To Build a Mother Who Stands like a House

Love your neighbor as yourself.
—Galatians 5:14

I think if God and I lived in a house together, we’d never
really sleep. Because I would want to ask a thousand
questions and God would want to listen, droopy eyed
in the corner of my bedroom, head tilted to the side
to make like He was drifting off. Eating fruit from Eve’s
tree to stay awake, floating on a hammock of clouds,
hands tucked together, like the house He’s built for us
is Heaven. But if you and God lived in a house,
it would be constructed by Solomon and Isaiah and Josh,
written onto the street as if it was the books of the Old
Testament, and you’d keep the doors shut because nobody
should come inside. I think the two of you would eat supper
together in the dining room and God would storytell
about Heaven. About how it breathes, the way it opens
and closes like the wings on and off of an Angel’s back.
You are my mother but the night you introduced me
to Jesus, I met His eyes and the words felt wrong. I imagine
God as a hotel. As the different suites He could be, the furniture.
As the little yellow lights that reflect off balcony windows
during the night time. Think of Him as the swimming pool,
as the water, the tile. Bath linen, bed. Imagine Him as the wood
of a reception desk, as the receptionist. A keycard held in each palm
to hand to His guests. I’d like to see this God. Like to touch
Him how you touch the silver crucifix of Jesus hanging
above my nightstand. His hips curled in, lean. Hold Him
while you preach to me about love and hate and all the things
that fill us. The things that curate sin. Pride, envy, anger.
This is where I write we disagree. Because while your door
may close for the people you dislike in God’s name, His will
remain open. Yours is steeled shut, and His is revolving,
and mine is thin and transparent like glass. I sit in Church
and look at God standing on the stage by the pastor. A reminder
that He sees and loves everybody. That He too doesn’t want
closed-mindedness in our religion. And maybe you don’t see God
but His shadow, where it slips behind the stage curtains to hide.

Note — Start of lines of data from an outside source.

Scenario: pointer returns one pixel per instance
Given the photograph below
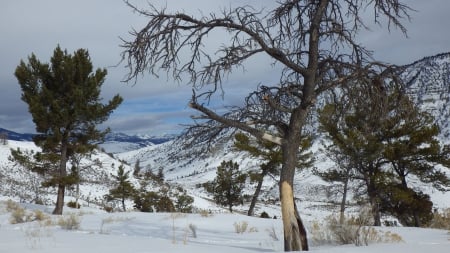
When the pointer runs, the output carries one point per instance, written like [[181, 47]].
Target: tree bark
[[374, 207], [295, 238], [251, 209], [61, 185], [344, 199]]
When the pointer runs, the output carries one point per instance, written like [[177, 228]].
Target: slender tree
[[228, 185], [314, 42], [63, 97], [383, 137]]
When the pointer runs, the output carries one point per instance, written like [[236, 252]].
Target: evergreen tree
[[63, 97], [383, 137], [124, 189], [228, 184], [137, 168], [412, 148]]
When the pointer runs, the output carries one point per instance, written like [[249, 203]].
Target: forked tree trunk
[[62, 173], [251, 209], [343, 201], [295, 238], [59, 200]]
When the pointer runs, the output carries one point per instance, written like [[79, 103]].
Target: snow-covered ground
[[164, 232]]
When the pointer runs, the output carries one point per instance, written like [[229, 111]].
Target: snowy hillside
[[21, 184], [428, 82], [162, 232]]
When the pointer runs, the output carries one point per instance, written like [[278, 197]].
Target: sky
[[156, 106]]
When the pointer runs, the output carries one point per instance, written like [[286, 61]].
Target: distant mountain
[[114, 142], [120, 142], [16, 136], [428, 83]]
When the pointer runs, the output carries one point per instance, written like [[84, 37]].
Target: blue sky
[[157, 106]]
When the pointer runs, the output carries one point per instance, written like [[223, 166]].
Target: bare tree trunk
[[375, 208], [344, 199], [59, 200], [295, 238], [251, 210], [61, 185]]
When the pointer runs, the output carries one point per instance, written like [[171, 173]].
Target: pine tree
[[63, 97], [124, 189], [137, 168], [228, 184], [383, 137]]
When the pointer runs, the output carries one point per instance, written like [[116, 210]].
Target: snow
[[165, 232]]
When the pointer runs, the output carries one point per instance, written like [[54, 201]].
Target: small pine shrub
[[273, 234], [264, 215], [441, 220], [18, 216], [108, 209], [73, 204], [352, 231], [71, 222], [39, 215], [11, 205], [193, 229], [240, 227]]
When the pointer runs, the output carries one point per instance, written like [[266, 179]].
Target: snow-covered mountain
[[120, 142], [428, 82]]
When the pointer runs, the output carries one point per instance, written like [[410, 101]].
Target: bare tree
[[314, 42], [4, 138]]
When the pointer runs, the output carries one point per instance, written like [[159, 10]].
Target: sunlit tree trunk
[[61, 185]]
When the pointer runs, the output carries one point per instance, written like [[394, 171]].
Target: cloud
[[158, 104]]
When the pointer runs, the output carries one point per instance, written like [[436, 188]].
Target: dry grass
[[70, 222], [441, 220]]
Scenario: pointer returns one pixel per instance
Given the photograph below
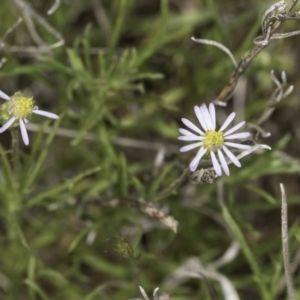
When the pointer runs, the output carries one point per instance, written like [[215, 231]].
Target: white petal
[[215, 164], [200, 117], [195, 162], [7, 124], [239, 146], [227, 121], [223, 162], [241, 135], [24, 132], [212, 114], [190, 147], [185, 132], [234, 128], [4, 96], [45, 114], [207, 117], [231, 156], [190, 125], [191, 138]]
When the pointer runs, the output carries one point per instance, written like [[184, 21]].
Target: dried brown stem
[[281, 12]]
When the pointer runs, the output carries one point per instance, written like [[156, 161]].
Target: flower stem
[[15, 149]]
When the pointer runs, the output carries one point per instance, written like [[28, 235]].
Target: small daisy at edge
[[17, 110], [211, 141]]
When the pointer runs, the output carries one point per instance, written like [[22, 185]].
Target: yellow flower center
[[20, 106], [213, 140]]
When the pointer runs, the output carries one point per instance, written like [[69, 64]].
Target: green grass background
[[67, 231]]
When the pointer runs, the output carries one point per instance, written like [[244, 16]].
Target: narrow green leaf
[[40, 160], [257, 272], [123, 177]]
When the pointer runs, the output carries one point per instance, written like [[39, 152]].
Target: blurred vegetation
[[126, 75]]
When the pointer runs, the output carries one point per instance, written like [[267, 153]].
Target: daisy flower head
[[211, 141], [17, 111]]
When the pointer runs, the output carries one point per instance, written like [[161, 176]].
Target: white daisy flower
[[17, 110], [211, 141]]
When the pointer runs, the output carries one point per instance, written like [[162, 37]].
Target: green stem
[[15, 150]]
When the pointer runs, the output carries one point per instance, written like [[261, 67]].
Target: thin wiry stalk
[[218, 45], [15, 149], [285, 245]]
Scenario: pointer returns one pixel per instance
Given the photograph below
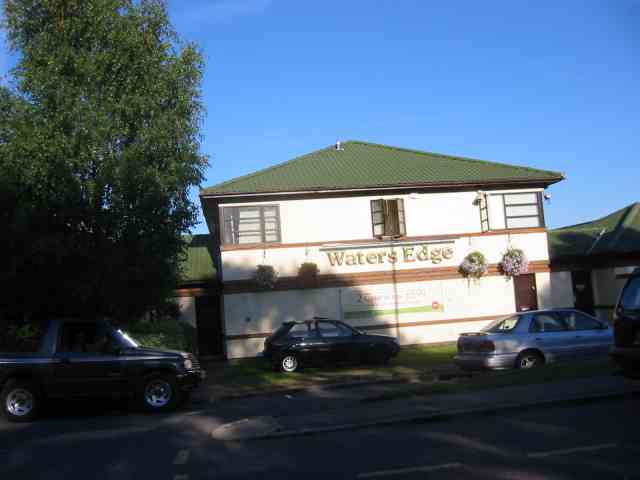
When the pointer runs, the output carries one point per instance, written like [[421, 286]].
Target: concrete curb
[[439, 416]]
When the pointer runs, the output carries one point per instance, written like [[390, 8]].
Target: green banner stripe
[[392, 311]]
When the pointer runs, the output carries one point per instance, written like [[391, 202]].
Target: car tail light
[[486, 346]]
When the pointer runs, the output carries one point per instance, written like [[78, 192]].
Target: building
[[591, 261], [387, 228]]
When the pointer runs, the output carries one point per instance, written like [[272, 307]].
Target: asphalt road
[[597, 440]]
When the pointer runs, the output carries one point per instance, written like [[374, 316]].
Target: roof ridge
[[590, 225], [266, 169], [452, 157]]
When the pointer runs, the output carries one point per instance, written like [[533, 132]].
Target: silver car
[[530, 339]]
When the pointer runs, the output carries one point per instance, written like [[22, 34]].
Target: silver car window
[[547, 322], [503, 325], [299, 330], [580, 321]]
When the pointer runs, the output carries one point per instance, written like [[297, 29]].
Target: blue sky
[[546, 84]]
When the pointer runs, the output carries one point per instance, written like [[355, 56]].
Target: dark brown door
[[583, 291], [209, 325], [526, 292]]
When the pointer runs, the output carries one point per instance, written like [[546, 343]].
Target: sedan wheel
[[528, 360], [289, 363], [19, 401]]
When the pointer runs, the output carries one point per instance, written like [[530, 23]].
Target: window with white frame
[[251, 224], [523, 210], [387, 218]]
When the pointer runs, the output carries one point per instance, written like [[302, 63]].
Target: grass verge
[[414, 363], [487, 380]]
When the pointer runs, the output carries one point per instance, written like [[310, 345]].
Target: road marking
[[182, 457], [567, 451], [400, 471]]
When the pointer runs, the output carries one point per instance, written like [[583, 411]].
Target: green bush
[[164, 334]]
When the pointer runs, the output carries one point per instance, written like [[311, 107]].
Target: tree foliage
[[99, 145]]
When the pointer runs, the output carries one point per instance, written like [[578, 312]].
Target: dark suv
[[77, 358], [626, 326]]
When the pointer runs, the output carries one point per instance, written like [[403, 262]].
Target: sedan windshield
[[502, 325]]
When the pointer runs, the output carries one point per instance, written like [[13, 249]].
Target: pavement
[[599, 439], [326, 409]]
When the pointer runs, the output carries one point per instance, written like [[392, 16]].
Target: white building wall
[[241, 264], [323, 222], [251, 313]]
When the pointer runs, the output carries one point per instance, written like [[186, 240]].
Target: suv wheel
[[158, 393], [20, 401]]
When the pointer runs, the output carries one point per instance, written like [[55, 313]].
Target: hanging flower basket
[[308, 274], [265, 276], [474, 266], [514, 262]]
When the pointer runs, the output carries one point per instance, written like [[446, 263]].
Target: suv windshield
[[125, 340], [630, 299], [502, 325]]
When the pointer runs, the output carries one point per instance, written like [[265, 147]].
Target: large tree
[[99, 146]]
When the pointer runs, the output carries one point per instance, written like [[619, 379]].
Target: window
[[300, 330], [85, 338], [544, 322], [257, 224], [522, 210], [387, 218], [330, 329], [580, 321], [502, 325], [631, 295]]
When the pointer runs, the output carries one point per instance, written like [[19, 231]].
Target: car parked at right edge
[[530, 339], [626, 327]]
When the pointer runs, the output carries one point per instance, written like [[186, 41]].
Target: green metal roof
[[617, 233], [197, 265], [369, 165]]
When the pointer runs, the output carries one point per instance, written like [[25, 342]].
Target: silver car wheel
[[158, 393], [289, 363], [20, 402], [528, 361]]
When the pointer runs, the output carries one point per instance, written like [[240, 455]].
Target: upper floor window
[[522, 210], [255, 224], [387, 218]]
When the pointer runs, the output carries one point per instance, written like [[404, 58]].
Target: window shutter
[[378, 217], [402, 225], [228, 225], [391, 220]]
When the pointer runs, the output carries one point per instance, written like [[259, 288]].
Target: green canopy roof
[[197, 265], [617, 233], [369, 165]]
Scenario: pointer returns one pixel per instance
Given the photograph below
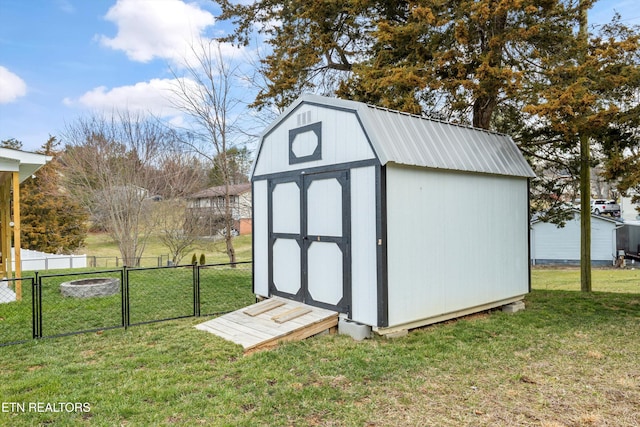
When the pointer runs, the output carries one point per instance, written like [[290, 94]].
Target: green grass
[[603, 279], [569, 359]]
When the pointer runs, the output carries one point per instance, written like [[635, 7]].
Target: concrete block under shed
[[355, 330], [514, 307]]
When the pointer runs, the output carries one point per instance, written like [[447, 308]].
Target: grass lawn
[[569, 359]]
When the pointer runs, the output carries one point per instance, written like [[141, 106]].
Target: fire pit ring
[[88, 288]]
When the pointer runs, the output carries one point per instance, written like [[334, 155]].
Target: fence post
[[196, 290], [124, 281], [34, 307]]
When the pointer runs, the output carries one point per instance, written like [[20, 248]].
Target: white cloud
[[153, 97], [149, 29], [66, 6], [12, 86]]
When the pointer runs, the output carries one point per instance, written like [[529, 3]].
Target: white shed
[[551, 244], [392, 219]]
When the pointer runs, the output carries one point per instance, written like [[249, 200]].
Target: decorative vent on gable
[[305, 142], [303, 118]]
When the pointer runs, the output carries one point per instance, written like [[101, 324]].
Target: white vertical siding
[[552, 243], [260, 238], [364, 295], [343, 140], [455, 241]]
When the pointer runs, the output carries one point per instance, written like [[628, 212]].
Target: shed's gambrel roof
[[412, 140]]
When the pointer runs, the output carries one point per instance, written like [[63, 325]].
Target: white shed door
[[310, 223]]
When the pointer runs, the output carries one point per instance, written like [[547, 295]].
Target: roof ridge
[[433, 119]]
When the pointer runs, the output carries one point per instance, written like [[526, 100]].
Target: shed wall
[[260, 239], [550, 243], [455, 241], [364, 238], [343, 140]]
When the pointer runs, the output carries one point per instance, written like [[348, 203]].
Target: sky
[[65, 59]]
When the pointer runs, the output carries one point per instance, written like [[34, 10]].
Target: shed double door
[[309, 228]]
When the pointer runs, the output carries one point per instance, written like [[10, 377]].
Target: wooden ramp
[[265, 324]]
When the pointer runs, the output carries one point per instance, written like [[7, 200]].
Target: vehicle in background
[[601, 207]]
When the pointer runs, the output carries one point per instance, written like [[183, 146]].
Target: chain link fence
[[16, 317], [69, 303]]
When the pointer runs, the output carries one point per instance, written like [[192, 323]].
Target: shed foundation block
[[514, 307], [355, 330]]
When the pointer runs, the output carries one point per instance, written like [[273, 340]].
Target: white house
[[551, 244], [391, 219], [209, 206]]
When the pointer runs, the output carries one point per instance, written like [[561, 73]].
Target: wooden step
[[291, 314], [263, 307], [262, 331]]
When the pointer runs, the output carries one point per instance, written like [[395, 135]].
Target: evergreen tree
[[50, 220]]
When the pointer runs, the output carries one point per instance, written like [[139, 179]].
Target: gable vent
[[304, 118]]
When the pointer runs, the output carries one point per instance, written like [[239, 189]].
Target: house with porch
[[15, 167]]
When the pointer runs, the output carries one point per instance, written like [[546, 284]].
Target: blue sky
[[62, 59]]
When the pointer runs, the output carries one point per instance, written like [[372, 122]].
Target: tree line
[[567, 92]]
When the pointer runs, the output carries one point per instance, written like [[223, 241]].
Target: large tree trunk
[[585, 177]]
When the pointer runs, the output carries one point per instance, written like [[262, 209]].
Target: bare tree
[[111, 166], [204, 93], [178, 231]]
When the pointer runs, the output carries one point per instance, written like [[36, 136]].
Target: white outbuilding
[[394, 220], [552, 244]]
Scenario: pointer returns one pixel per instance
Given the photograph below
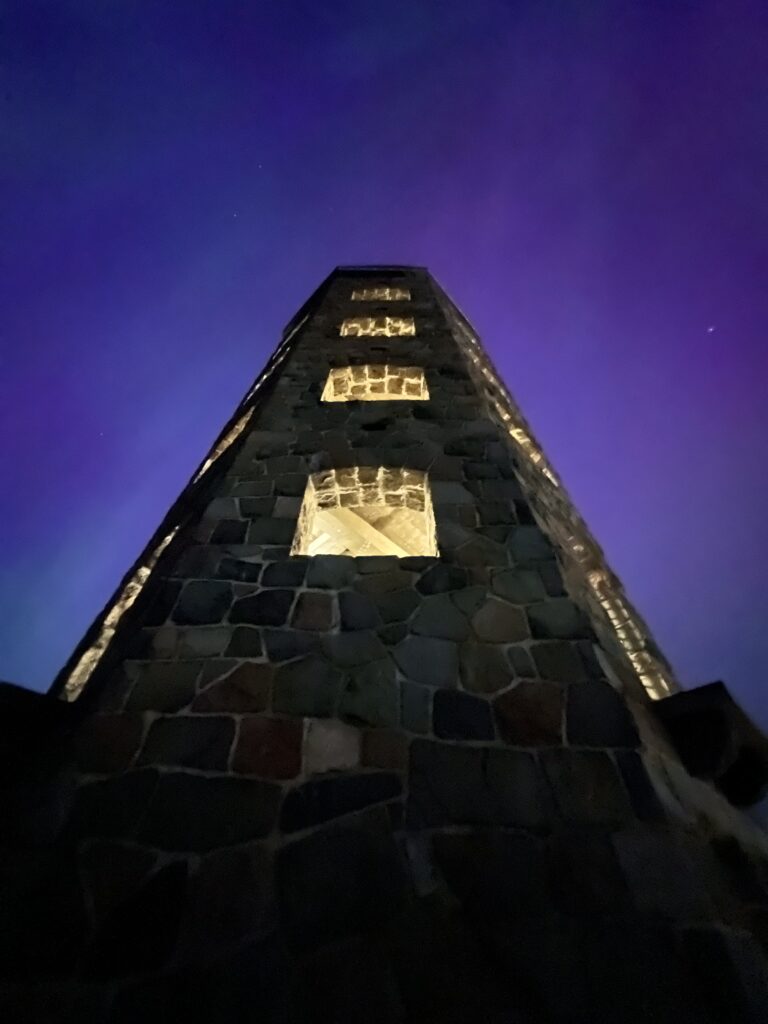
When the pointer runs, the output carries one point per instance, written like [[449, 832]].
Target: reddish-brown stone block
[[269, 748], [530, 714]]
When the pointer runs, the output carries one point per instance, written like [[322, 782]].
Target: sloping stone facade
[[382, 790]]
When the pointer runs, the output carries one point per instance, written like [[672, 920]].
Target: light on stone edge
[[90, 658]]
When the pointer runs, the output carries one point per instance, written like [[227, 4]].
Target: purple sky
[[587, 180]]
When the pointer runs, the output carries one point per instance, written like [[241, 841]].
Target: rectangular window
[[376, 327], [381, 295], [367, 511], [376, 383]]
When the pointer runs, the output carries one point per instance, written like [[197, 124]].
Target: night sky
[[588, 180]]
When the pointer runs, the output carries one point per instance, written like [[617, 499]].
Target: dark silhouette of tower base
[[372, 733]]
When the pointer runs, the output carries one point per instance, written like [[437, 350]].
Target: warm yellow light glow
[[376, 383], [630, 636], [378, 327], [367, 511], [567, 527], [381, 295], [90, 658]]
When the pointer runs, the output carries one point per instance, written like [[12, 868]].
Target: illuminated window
[[381, 295], [376, 383], [367, 511], [375, 327]]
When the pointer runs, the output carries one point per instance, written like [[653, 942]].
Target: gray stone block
[[282, 645], [424, 659], [416, 707], [164, 686], [484, 668], [518, 586], [324, 799], [330, 571], [349, 649], [597, 716], [498, 622], [460, 716], [558, 619], [441, 578], [287, 573], [309, 686], [268, 607], [271, 531], [372, 695], [528, 544], [558, 660], [396, 606], [357, 611], [438, 616]]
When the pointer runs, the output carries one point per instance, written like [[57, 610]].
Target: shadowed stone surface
[[372, 696], [229, 897], [324, 799], [438, 616], [190, 741], [192, 812], [385, 749], [598, 717], [559, 619], [416, 707], [441, 578], [338, 883], [309, 686], [287, 573], [586, 786], [530, 714], [268, 607], [235, 568], [245, 642], [203, 602], [474, 785], [245, 689], [108, 742], [484, 668], [164, 686], [424, 659], [518, 586], [312, 611], [357, 611], [459, 716], [499, 623]]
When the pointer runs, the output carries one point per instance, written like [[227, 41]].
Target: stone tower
[[372, 733]]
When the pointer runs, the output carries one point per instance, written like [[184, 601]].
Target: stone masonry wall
[[378, 790]]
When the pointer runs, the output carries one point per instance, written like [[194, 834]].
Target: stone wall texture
[[375, 790]]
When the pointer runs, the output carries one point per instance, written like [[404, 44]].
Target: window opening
[[376, 327], [379, 382], [367, 511]]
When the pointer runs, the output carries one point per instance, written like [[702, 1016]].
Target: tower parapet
[[368, 732]]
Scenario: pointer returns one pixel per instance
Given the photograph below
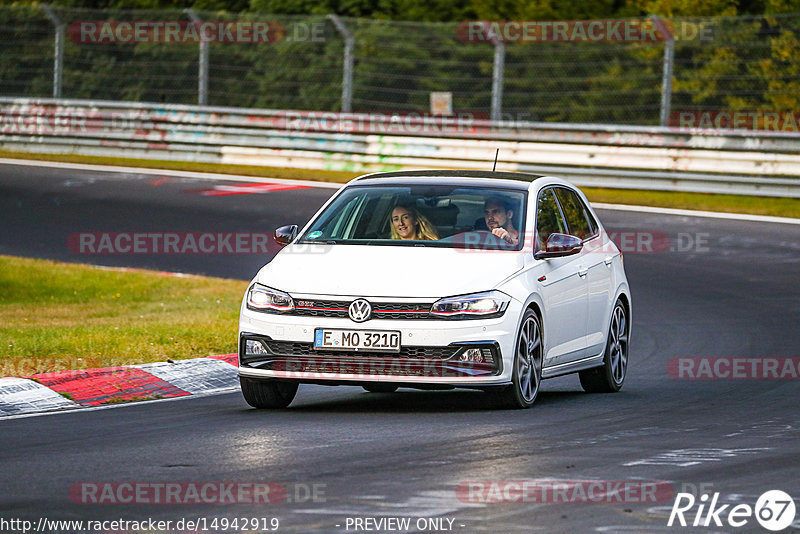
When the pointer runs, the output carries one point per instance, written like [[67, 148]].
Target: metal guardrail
[[637, 157]]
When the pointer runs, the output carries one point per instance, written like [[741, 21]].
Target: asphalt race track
[[713, 288]]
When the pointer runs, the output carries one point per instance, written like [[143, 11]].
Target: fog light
[[472, 355], [254, 347]]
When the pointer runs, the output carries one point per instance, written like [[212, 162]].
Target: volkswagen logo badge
[[360, 310]]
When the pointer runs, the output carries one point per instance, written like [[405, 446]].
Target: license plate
[[355, 340]]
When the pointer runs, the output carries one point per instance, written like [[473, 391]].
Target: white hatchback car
[[436, 280]]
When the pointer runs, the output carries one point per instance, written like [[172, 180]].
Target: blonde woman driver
[[408, 223]]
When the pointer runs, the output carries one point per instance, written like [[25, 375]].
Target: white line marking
[[167, 172]]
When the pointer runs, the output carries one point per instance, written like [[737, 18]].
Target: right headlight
[[265, 299], [475, 306]]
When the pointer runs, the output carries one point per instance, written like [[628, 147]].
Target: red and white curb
[[95, 387]]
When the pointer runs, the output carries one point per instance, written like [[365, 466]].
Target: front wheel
[[609, 377], [267, 393], [527, 376]]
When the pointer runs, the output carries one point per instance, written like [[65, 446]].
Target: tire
[[380, 388], [264, 394], [609, 377], [526, 379]]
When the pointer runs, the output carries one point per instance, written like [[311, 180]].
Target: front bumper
[[431, 353]]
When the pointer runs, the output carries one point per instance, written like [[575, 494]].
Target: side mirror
[[285, 234], [560, 245]]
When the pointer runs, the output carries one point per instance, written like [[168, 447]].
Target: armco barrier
[[739, 162]]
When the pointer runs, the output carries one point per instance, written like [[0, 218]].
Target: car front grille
[[289, 348], [380, 310]]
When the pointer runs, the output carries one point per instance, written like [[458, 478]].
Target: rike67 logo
[[774, 510]]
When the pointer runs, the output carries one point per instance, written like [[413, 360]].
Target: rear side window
[[548, 218], [579, 220]]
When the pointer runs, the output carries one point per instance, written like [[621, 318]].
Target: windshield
[[423, 215]]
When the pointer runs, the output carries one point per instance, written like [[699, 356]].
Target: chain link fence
[[325, 63]]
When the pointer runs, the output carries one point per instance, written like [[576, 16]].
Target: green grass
[[58, 316], [779, 207]]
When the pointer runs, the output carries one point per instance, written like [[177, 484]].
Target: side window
[[548, 218], [575, 213]]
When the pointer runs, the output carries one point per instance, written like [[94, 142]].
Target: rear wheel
[[267, 393], [380, 388], [527, 376], [609, 377]]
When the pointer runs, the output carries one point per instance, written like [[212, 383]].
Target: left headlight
[[475, 306], [265, 299]]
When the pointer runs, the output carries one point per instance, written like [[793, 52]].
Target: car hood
[[387, 271]]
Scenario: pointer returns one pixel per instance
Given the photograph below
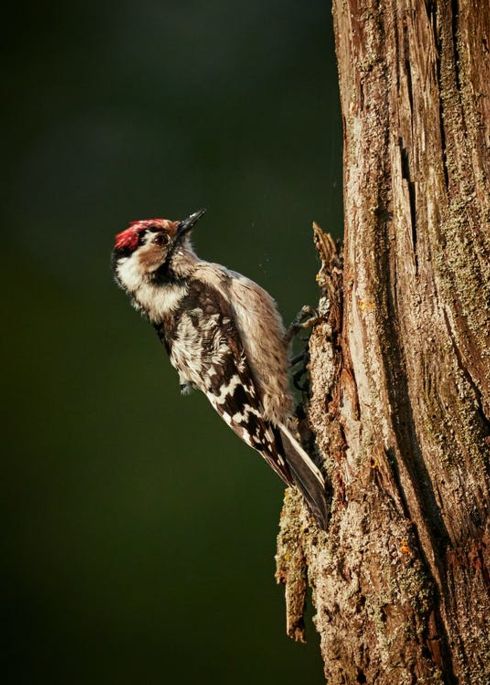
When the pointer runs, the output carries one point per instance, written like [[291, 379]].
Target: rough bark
[[400, 360]]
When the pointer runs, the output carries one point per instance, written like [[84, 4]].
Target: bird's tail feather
[[307, 476]]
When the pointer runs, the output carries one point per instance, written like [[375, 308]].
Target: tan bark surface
[[400, 363]]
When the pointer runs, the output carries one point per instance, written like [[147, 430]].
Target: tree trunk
[[400, 360]]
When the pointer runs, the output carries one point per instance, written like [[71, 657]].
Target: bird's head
[[153, 247]]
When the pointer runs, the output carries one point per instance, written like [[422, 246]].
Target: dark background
[[138, 532]]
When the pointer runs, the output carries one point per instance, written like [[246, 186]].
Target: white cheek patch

Less God and more silhouette. I think He wouldn’t buy a house,
but build one. And it’d be made the same way He is. Bare footed,
sheet wrapped from shoulders to hips. Tall, head peeking down
at the two of us from His home up in Heaven. A knowing smile
growing from His thin lips. Pull off the road, I know that you’re tired.
Come to the hotel, there’s a room for you waiting.